I’d read a little about Talking Heads in the music press, and bought their single Love > Building on Fire, a taught and minimal take on a Stax-style rhythm with a neat brass break in the middle. Great single, certainly not punk. We were close enough to touch the group, who inspired curiosity rather than adoration. If Steve Hillage and Todd Rundgren had been quite conventional in their countercultural weirdness, Talking Heads were genuinely weird in their normality. They wore quite stylish, unremarkable preppy clothes and had sensible haircuts, looking much like the privileged US college students they undoubtedly had until recently been; the bass player was a small woman who seemed to be concentrating very hard and whose guitar seemed too big for her; there wasn’t much denim or leather in evidence. The ordinariness of their demeanour made the strange and undemonstrative intensity of their performance quite unsettling. It’s now understood that David Byrne created a persona similar to that of Psycho’s Norman Bates, a respectable regular guy suppressing homicidal tendencies, which fitted perfectly their closing tune Psycho Killer. It was kind of thrilling. At the age of 17 you want to buy into the culture of the groups you love but I wasn’t sure how you would do this with Talking Heads. Get a sensible haircut and buy some boring clothes?

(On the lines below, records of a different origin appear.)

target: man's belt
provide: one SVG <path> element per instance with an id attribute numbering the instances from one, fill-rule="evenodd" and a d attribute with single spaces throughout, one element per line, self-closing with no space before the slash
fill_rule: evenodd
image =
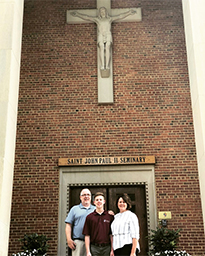
<path id="1" fill-rule="evenodd" d="M 82 238 L 73 238 L 73 240 L 85 241 L 85 239 L 82 239 Z"/>
<path id="2" fill-rule="evenodd" d="M 105 247 L 110 245 L 110 243 L 104 243 L 104 244 L 97 244 L 97 243 L 91 243 L 92 245 L 98 246 L 98 247 Z"/>

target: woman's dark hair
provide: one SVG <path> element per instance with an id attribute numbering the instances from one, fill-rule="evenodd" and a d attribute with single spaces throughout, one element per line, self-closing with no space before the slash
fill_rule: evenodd
<path id="1" fill-rule="evenodd" d="M 132 208 L 132 202 L 131 202 L 130 197 L 128 196 L 128 194 L 124 193 L 124 194 L 121 194 L 117 197 L 117 201 L 116 201 L 117 209 L 118 209 L 118 201 L 119 201 L 120 198 L 122 198 L 123 201 L 127 204 L 127 210 Z"/>

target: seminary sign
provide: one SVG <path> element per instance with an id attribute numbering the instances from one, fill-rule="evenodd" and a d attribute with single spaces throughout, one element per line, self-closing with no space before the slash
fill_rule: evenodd
<path id="1" fill-rule="evenodd" d="M 121 156 L 121 157 L 60 158 L 58 160 L 58 166 L 118 165 L 118 164 L 155 164 L 155 157 L 154 156 Z"/>

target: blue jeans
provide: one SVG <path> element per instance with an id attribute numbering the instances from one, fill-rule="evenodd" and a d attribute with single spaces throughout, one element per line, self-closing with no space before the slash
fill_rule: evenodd
<path id="1" fill-rule="evenodd" d="M 122 248 L 114 250 L 115 256 L 130 256 L 132 250 L 132 244 L 126 244 Z M 138 249 L 136 250 L 136 256 L 138 255 Z"/>

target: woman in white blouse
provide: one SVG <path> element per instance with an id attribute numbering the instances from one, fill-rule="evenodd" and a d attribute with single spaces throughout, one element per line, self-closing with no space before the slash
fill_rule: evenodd
<path id="1" fill-rule="evenodd" d="M 111 224 L 113 243 L 112 252 L 115 256 L 136 256 L 139 247 L 139 222 L 137 216 L 129 211 L 131 200 L 127 194 L 118 197 L 116 205 L 119 213 Z"/>

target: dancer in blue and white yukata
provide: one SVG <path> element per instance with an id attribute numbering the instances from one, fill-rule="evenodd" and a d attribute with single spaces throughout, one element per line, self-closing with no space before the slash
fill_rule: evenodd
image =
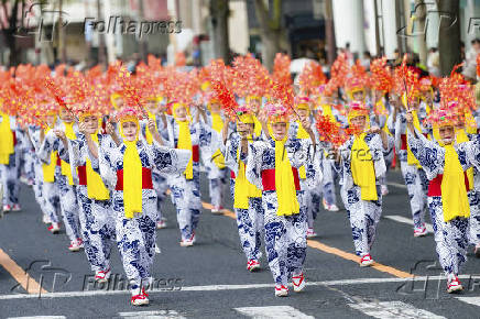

‘Hi, we’re the Ramones, and you’re a Loudmouth baby!’ ‘1-2-3-4!’ The Ramones, on the other hand, looked exactly like the photos of the Ramones. I was pressed against the front of the stage as Joey Ramone leaned over the front rows, mic stand tilted forward, Johnny hunched over a Mosrite guitar like a cobra, Dee Dee hammering away on root notes and counting in the tunes without a pause, except once to say ‘leave da kids alone!’ when the security threatened to get heavy. I think he started one song, possibly Today Your Love Tomorrow the World, with ‘eins-zwei-drei-vier’. They were a living comic strip, whipping though a set of 30-odd minutes like a tightly wound-up clockwork toy, no notion of pacing the set, no tension and release, no slow/fast, no loud/quiet, just consistently very short songs with strong melodies which bore the influence of the Stooges, surf music and 60s girl groups. While not technically challenging, such simple music is hard to play inasmuch as there are an insane number of chord changes and the slightest mistake or deviation will stink the place up. No worries on that score with the Ramones. Such variety as slipped through involved a revved-up cover of The Rivieras’ California Sun, maybe one or two minor chords on the newer tunes such as Sheena. It was a form of perfection, and as it turned out career-wise it left them with nowhere else to go, unlike those clever Talking Heads. Hey, who cares about careers? ‘1-2-3-4!’